The idea I've been working on this year is that it's possible to build economic development landscapes. That is, design systems that let people enter the process of economic development at multiple points. You don't plant a tree or two. You try to create a sustainable landscape in which a wide range of interrelated opportunities for growth exist.
In my current job, because of the amazing assets we have in place, I'm working to make Iowa County a premier location to learn about and participate in agriculture and local foods entrepreneurship.
Our Wisconsin Innovation Kitchen will allow beginning food entrepreneurs to get into the game professionally, with greatly lowered barriers to entry.
Existing small food enterprises can use the kitchen to reach new, higher levels of quality, sales and profitability.
At this end of the landscape spectrum there will be many, many points of entry for individuals and small businesses.
At the other end of this spectrum the Driftless Foods project is moving forward. This has felt like the best startup idea I've ever seen since the first moments that Mark and I started talking.
Driftless Foods offers a chance for some serious meta-level good. There is a strong component to helping farmers stay on their farms by building the infrastructure they need to process local foods at a scale that can profitably support regions. It's a way to help people to get into farming and to help existing farmers securely diversify their sources of income.
The project recently got a very nice recommendation from the Wisconsin Secretary of Agriculture, Mr. Rod Nilsestuen.
"The Wisconsin Department of Agriculture, Trade and Consumer Protection strongly supports Driftless Foods and The Iowa County Economic Development Corporation in their efforts to create a vegetable processing and freezing facility.
A facility such as this will help meet the growing demand for locally grown foods, a demand that is increasingly important to the vitality of Wisconsin agriculture.
I firmly believe that Wisconsin's future is tied to the success of our agricultural sector, and the success of that sector depends on innovation and diversity. We need to keep farmland in farming and farm families on their farms. This project can help us do both. It also creates new job opportunities in your region and opens new economic development possibilities.
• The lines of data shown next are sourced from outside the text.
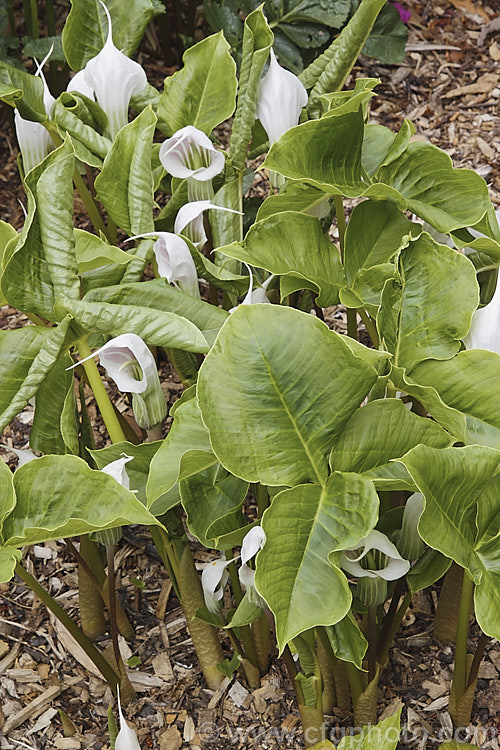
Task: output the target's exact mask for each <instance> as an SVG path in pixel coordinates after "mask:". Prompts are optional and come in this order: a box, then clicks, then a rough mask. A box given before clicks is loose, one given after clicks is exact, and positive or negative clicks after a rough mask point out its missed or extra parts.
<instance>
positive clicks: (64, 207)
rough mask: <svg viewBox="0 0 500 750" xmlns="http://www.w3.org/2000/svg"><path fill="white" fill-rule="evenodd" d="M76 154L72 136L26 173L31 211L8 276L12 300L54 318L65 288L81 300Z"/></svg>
mask: <svg viewBox="0 0 500 750" xmlns="http://www.w3.org/2000/svg"><path fill="white" fill-rule="evenodd" d="M73 171H74V155H73V148H72V145H71V141H70V140H67V141H65V143H63V145H62V146H60V147H59V148H58V149H56V150H55V151H52V152H51V153H50V154H49V155H48V156H47V157H46V158H45V159H44V160H43V161H42V162H41V164H39V165H38V166H36V167H35V168H34V169H32V170H31V171H30V172H29V174H28V175H27V176H26V181H25V187H26V192H27V195H28V216H27V218H26V221H25V223H24V226H23V229H22V231H21V233H20V235H19V241H18V243H17V245H16V247H15V250H14V252H13V253H12V255H11V256H10V258H9V259H8V260H7V263H6V265H5V268H4V272H3V275H2V291H3V293H4V295H5V297H6V298H7V299H8V301H9V303H10V304H11V305H13V306H14V307H17V308H18V309H20V310H23V311H26V312H34V313H37V314H38V315H41V316H43V317H44V318H47V319H48V320H54V309H53V308H54V302H55V300H56V298H57V296H58V294H60V293H64V294H65V295H66V296H67V297H70V298H72V299H78V298H79V296H80V282H79V279H78V276H77V271H78V268H77V263H76V257H75V241H74V237H73Z"/></svg>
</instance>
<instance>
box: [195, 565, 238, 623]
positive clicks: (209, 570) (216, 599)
mask: <svg viewBox="0 0 500 750" xmlns="http://www.w3.org/2000/svg"><path fill="white" fill-rule="evenodd" d="M231 562H233V560H224V558H221V559H219V560H213V561H212V562H211V563H207V565H205V567H204V568H203V572H202V574H201V587H202V589H203V597H204V599H205V606H206V608H207V609H208V611H209V612H212V613H213V614H215V615H217V614H219V612H220V609H221V606H222V605H221V600H222V597H223V596H224V586H225V585H226V583H227V579H228V578H229V574H228V572H227V570H226V568H227V566H228V565H229V563H231Z"/></svg>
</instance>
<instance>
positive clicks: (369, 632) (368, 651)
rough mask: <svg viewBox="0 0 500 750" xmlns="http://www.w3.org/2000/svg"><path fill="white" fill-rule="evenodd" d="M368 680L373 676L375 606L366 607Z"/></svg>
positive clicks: (375, 656)
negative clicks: (367, 660)
mask: <svg viewBox="0 0 500 750" xmlns="http://www.w3.org/2000/svg"><path fill="white" fill-rule="evenodd" d="M367 617H368V682H371V681H372V680H373V678H374V677H375V671H376V663H377V660H376V650H377V607H368V615H367Z"/></svg>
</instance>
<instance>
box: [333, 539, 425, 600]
mask: <svg viewBox="0 0 500 750" xmlns="http://www.w3.org/2000/svg"><path fill="white" fill-rule="evenodd" d="M340 566H341V567H342V568H343V569H344V570H345V571H347V573H349V574H350V575H352V576H355V577H356V578H357V579H358V581H357V584H356V593H357V595H358V597H359V599H360V600H361V601H362V602H363V604H366V605H367V606H368V607H377V606H378V605H379V604H382V603H383V602H384V601H385V600H386V598H387V581H395V580H396V579H398V578H402V577H403V576H405V575H406V574H407V573H408V571H409V569H410V563H409V562H408V560H404V559H403V558H402V557H401V555H400V554H399V552H398V550H397V549H396V547H395V546H394V544H393V543H392V542H391V541H389V539H388V538H387V537H386V535H385V534H382V533H381V532H380V531H376V530H375V531H371V532H370V533H369V534H368V536H366V537H365V538H364V539H361V541H360V542H359V544H358V545H356V547H351V548H350V549H346V550H344V551H343V552H342V555H341V558H340Z"/></svg>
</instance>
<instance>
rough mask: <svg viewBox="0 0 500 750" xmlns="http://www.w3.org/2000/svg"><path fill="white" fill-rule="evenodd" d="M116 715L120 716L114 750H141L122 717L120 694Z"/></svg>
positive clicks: (124, 719) (128, 726)
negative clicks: (118, 728) (120, 704)
mask: <svg viewBox="0 0 500 750" xmlns="http://www.w3.org/2000/svg"><path fill="white" fill-rule="evenodd" d="M118 713H119V715H120V731H119V732H118V734H117V736H116V740H115V750H141V746H140V745H139V741H138V739H137V735H136V733H135V732H134V730H133V729H131V727H129V725H128V724H127V722H126V721H125V717H124V716H123V712H122V707H121V705H120V694H118Z"/></svg>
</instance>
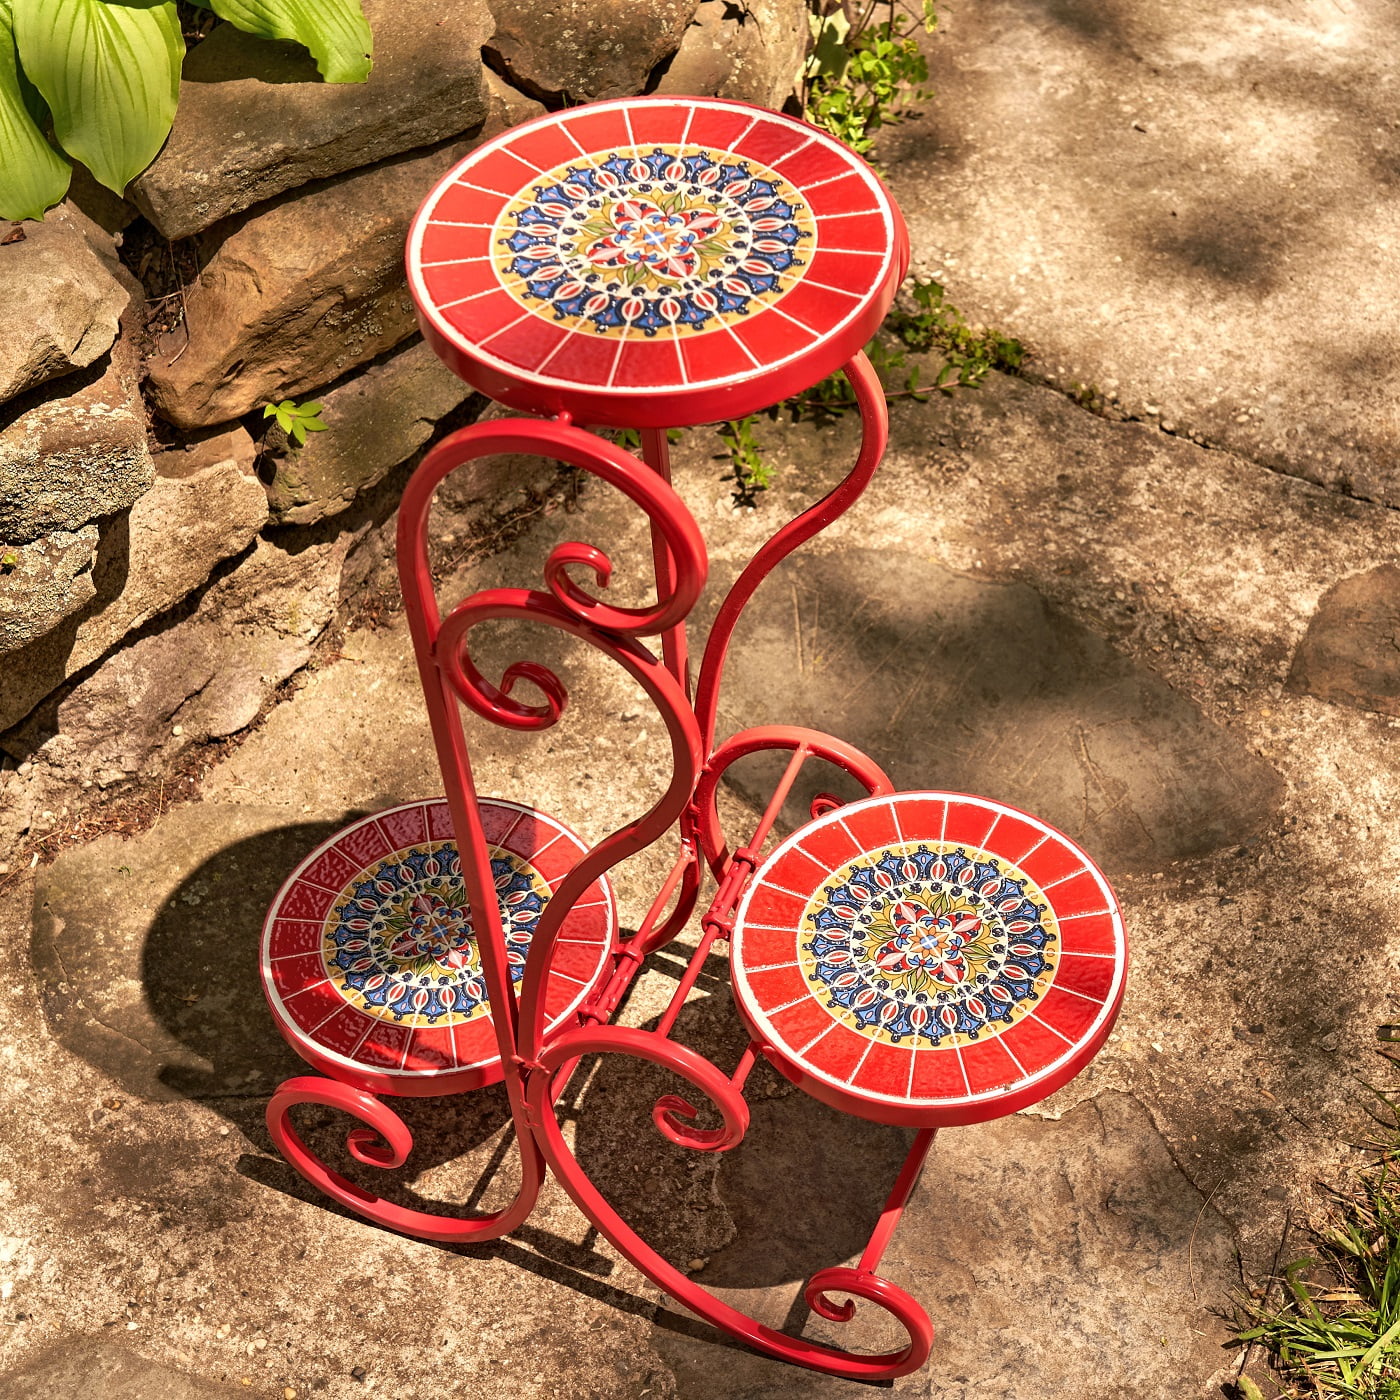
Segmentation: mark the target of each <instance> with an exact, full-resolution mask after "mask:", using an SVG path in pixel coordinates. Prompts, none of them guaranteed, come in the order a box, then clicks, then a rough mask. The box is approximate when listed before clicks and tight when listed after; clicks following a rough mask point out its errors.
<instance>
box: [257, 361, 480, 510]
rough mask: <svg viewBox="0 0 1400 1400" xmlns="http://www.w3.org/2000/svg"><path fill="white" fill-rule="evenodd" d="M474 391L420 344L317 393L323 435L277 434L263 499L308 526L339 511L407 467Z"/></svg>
mask: <svg viewBox="0 0 1400 1400" xmlns="http://www.w3.org/2000/svg"><path fill="white" fill-rule="evenodd" d="M470 395H472V391H470V389H469V388H468V386H466V385H465V384H463V382H462V381H461V379H459V378H458V377H456V375H455V374H452V371H451V370H448V368H447V365H445V364H442V361H441V360H440V358H438V357H437V356H435V354H434V353H433V351H431V350H430V349H428V347H427V346H426V344H423V342H421V340H420V342H417V343H414V344H412V346H409V347H407V349H406V350H402V351H399V353H398V354H395V356H392V357H391V358H388V360H385V361H384V363H382V364H377V365H372V367H371V368H368V370H365V372H364V374H361V375H358V377H356V378H354V379H351V381H350V382H349V384H343V385H340V388H337V389H332V391H330V392H329V393H323V395H321V396H319V402H321V405H322V419H323V421H325V423H326V426H328V427H326V431H325V433H314V434H311V435H309V437H308V438H307V442H305V447H300V448H298V447H294V445H290V444H287V440H286V437H284V435H283V433H281V430H280V428H277V430H273V433H269V441H270V440H272V438H273V435H274V434H276V437H277V440H279V442H277V447H276V448H273V451H274V454H276V455H274V458H273V462H274V468H276V475H274V476H273V480H272V484H270V486H269V487H267V500H269V503H270V504H272V512H273V515H274V517H276V518H277V521H280V522H284V524H288V525H308V524H311V522H312V521H318V519H321V518H322V517H323V515H333V514H335V512H336V511H340V510H344V507H346V505H349V504H350V501H353V500H354V498H356V496H357V494H358V493H360V491H363V490H365V489H367V487H370V486H374V484H377V483H378V482H381V480H384V477H385V475H386V473H388V472H389V470H392V469H393V468H395V466H398V465H399V463H400V462H406V461H407V459H409V458H410V456H412V455H413V454H414V452H416V451H417V449H419V448H420V447H421V445H423V444H424V442H426V441H427V440H428V437H430V435H431V434H433V430H434V427H435V426H437V421H438V419H442V417H445V416H447V414H448V413H451V412H452V410H454V409H456V407H458V406H459V405H461V403H462V402H465V400H466V399H468V398H470Z"/></svg>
I can also see in this project the opportunity to create a model for processing locally grown foods that other communities can follow. This model promises to celebrate local foods, be profitable, and return value directly to the producers, the communities they live in, and the regions that support them."
What a wonderful, insightful show of support. Thank you very much, Mr. Secretary!
So with the Wisconsin Innovation Kitchen opening at one end of the spectrum and Driftless Foods launching at the other end of the spectrum, we've got a fairly diverse development landscape underway.
In the middle of that spectrum are some really delightful co-conspirators helping to knit this effort together.
We met today to plan the first information sessions for our regional growers. This will all take varying amounts of time. The Innovation Kitchen will be open in the Spring for food processing on a small to moderate scale. For the larger scale of Driftless Foods growers need to plan well in advance for joining this kind of enterprise.
We will have 3 informational meetings focusing on Driftless Foods in January and February. Because this is a diversified effort, we will also be able to support interested growers with information about the Innovation Kitchen.
The first two dates are not quite set, but the details for the third meeting are in place. We will dedicate the February 24th Entrepreneur Club meeting in Dodgeville to this grower information session. I'll post details below.
So, the development landscape grows across the spectrum and we can soon begin inviting people in.
This has been an amazing year watching and learning from this experiment in economic development landscapes.
Letter of support from Wisconsin Secretary of Agriculture Rod Nilsestuen
Link to the Iowa County Entrepreneur and Inventor Club page. Our Feb. 24th meeting will focus on opportunities for regional growers being created by the Driftless Foods project.
Photos are from our magical Shake Rag Alley in Mineral Point. Our EDC was able to host the quarterly meeting of the Thrive Economic Development Pros at Shake Rag Alley last Friday. Our meeting was in the replica 1840s carpenter's cabinet shop. Karla and her great team had it beautifully decorated to receive area children for Santa's visit the next day so the atmosphere was great. Thanks to all who came and shared beautiful Iowa County with us!